Second-Level Address Translation and Tagged TLB
Because the translation from GVA to GPA to SPA is expensive (because it must be done in software), CPU manufacturers have worked to curtail this inefficiency by making the processor natively aware of the address translation requirements of a virtual machine—in other words, an advanced processor could understand that the memory access is occurring from a hosted virtual machine and perform the GVA-to-SPA lookup on its own, without requiring assistance from the hypervisor. This lookup technology is called Second-Level Address Translation (SLAT) because it covers both the target-to-host translation (second level) and the host VA–to–host PA translation (first level). For marketing purposes, however, Intel has called this support VT Extended/Nested Page Table (NPT) technology, while AMD calls it AMD-V Rapid Virtualization Indexing (RVI).
The latest version of the Hyper-V stack takes full advantage of this processor support, reducing the complexity of its code and minimizing the number of context switches required to handle page faults in hosted partitions. Additionally, SLAT enables Hyper-V to throw out its shadow page tables and relevant mappings, which allows an additional reduction of memory overhead as well. These changes increase the scalability of Hyper-V on such systems, notably leading to an increase in the maximum number of virtual machines that a single host (Hyper-V server) can serve, or run concurrently. According to tests performed by Microsoft, support for SLAT increases the maximum number of supported sessions between 1.6 and 2.5 times. Furthermore, the processor overhead drops from about 10 percent to 2 percent, and each virtual machine consumes one less megabyte of physical RAM on the host.

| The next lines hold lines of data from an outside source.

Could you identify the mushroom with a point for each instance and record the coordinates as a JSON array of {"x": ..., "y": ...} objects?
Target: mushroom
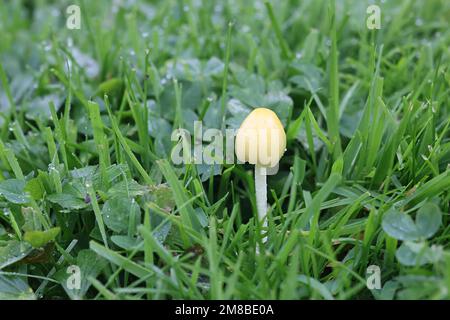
[{"x": 261, "y": 141}]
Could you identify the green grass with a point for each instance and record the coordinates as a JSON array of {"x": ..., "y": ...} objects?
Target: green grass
[{"x": 86, "y": 178}]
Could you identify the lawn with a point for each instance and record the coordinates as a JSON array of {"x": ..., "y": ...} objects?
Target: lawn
[{"x": 93, "y": 205}]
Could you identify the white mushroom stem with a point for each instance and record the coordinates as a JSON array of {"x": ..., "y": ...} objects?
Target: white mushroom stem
[{"x": 261, "y": 193}]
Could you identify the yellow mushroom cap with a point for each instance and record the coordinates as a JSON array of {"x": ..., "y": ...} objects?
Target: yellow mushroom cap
[{"x": 261, "y": 139}]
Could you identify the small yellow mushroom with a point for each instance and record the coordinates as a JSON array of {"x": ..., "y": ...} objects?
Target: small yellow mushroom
[{"x": 261, "y": 141}]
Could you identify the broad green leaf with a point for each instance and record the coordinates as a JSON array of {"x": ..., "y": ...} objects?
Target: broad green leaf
[
  {"x": 316, "y": 286},
  {"x": 14, "y": 191},
  {"x": 111, "y": 87},
  {"x": 418, "y": 254},
  {"x": 399, "y": 225},
  {"x": 15, "y": 288},
  {"x": 32, "y": 221},
  {"x": 13, "y": 252},
  {"x": 117, "y": 211},
  {"x": 88, "y": 264},
  {"x": 127, "y": 189},
  {"x": 428, "y": 220},
  {"x": 119, "y": 260},
  {"x": 35, "y": 188},
  {"x": 40, "y": 238},
  {"x": 127, "y": 242},
  {"x": 67, "y": 201}
]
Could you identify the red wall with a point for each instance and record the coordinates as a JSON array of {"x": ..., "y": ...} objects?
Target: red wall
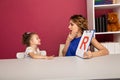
[{"x": 49, "y": 18}]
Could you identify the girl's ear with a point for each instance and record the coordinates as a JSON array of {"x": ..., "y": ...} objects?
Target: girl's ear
[{"x": 31, "y": 41}]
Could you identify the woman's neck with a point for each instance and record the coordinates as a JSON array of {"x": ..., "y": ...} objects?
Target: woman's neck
[{"x": 79, "y": 35}]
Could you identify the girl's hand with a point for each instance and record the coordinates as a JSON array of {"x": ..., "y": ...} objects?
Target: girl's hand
[
  {"x": 72, "y": 35},
  {"x": 88, "y": 55},
  {"x": 49, "y": 57}
]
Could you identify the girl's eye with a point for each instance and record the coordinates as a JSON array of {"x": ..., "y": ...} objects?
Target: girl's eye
[{"x": 71, "y": 24}]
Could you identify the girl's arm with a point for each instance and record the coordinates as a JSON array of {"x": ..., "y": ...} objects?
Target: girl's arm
[
  {"x": 38, "y": 56},
  {"x": 101, "y": 50}
]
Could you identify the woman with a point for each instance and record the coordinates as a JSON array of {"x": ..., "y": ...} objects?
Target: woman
[{"x": 77, "y": 25}]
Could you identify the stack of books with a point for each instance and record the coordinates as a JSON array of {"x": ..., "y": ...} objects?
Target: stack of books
[
  {"x": 101, "y": 24},
  {"x": 113, "y": 47},
  {"x": 98, "y": 2}
]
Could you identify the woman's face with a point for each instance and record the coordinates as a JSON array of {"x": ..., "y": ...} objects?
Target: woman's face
[
  {"x": 73, "y": 27},
  {"x": 35, "y": 39}
]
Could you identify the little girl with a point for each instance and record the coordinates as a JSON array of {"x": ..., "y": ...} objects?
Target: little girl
[{"x": 32, "y": 40}]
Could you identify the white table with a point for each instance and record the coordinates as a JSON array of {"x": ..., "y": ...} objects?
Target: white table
[{"x": 61, "y": 68}]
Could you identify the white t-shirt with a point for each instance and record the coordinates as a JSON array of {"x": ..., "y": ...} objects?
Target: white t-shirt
[{"x": 30, "y": 49}]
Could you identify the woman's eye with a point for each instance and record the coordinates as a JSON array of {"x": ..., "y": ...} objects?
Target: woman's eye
[{"x": 71, "y": 24}]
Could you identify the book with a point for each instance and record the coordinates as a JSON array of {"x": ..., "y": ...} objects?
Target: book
[
  {"x": 84, "y": 42},
  {"x": 99, "y": 2}
]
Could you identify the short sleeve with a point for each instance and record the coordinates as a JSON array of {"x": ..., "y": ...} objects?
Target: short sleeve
[{"x": 29, "y": 50}]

In addition, both Intel and AMD introduced a functionality that was typically found only on RISC processors such as ARM, MIPS, or PPC, which is the ability of the processor to differentiate between the processes associated with each cached virtual-to-physical translation entry in the translation look-aside buffer (TLB). On CISC processors such as the x86 and x64, the TLB was built as a systemwide resource—each time the operating system switched the currently executing process, the TLB had to be flushed to invalidate any cached entries that might’ve belonged to the previous executing process. If the processor, instead, could be told that the process has changed, the TLB would avoid a flush and the processor would simply not use the cached entries that did not correspond to this process. New entries would be created, eventually overriding other processes’ older entries. This type of smarter TLB is called a
Flushing the TLB is even worse when dealing with Hyper-V systems because a different process can actually correspond to a completely different VM. In other words, each time the hypervisor and operating system scheduled another VM for execution, the host’s TLB had to be flushed, flushing away all the cached translations the previous VM had performed, slowing down memory access, and causing significant latency. When running on a processor that implements a tagged TLB, the Hyper-V can simply notify the processor that a new process/VM is running and that the entries of other VM should not be used. AMD processors with RVI support tagged TLBs through an Address Space Identifier, or ASID, while recent Intel Nehalem-EX processors implement a tagged TLB by using a Virtual Processor Identifier (VPID).
Dynamic Memory
A feature called Dynamic Memory enables systems administrators to make a virtual machine’s physical memory allocation variable based on the memory demands of the active virtual machines, in much the same way that the Windows memory manager adjusts the physical memory assigned to each process based on their memory demands. The capability means that administrators do not have to precisely gauge the size of a virtual machine required for optimal performance and that the system’s physical memory is more effectively used by the virtual machines that need it.
Dynamic Memory’s architecture consists of several components, shown in Figure 3-39.
Figure 3-39. Dynamic Memory architecture
The principle components of the architecture are as follows:
The Dynamic Memory balancer, which is implemented in the virtual machine management service. The balancer is responsible for assigning physical memory to child partitions.
The Dynamic Memory VSP (DM VSP), which runs in the VMWPs of child partitions that have dynamic memory enabled.
The Dynamic Memory VSC (DM VSC, %SystemRoot%\System32\Drivers\Dmvsc.sys), installed as an enlightenment driver running in the child partitions.
To configure a VM for dynamic memory, an administrator chooses Dynamic in the VM’s memory settings as shown in Figure 3-40.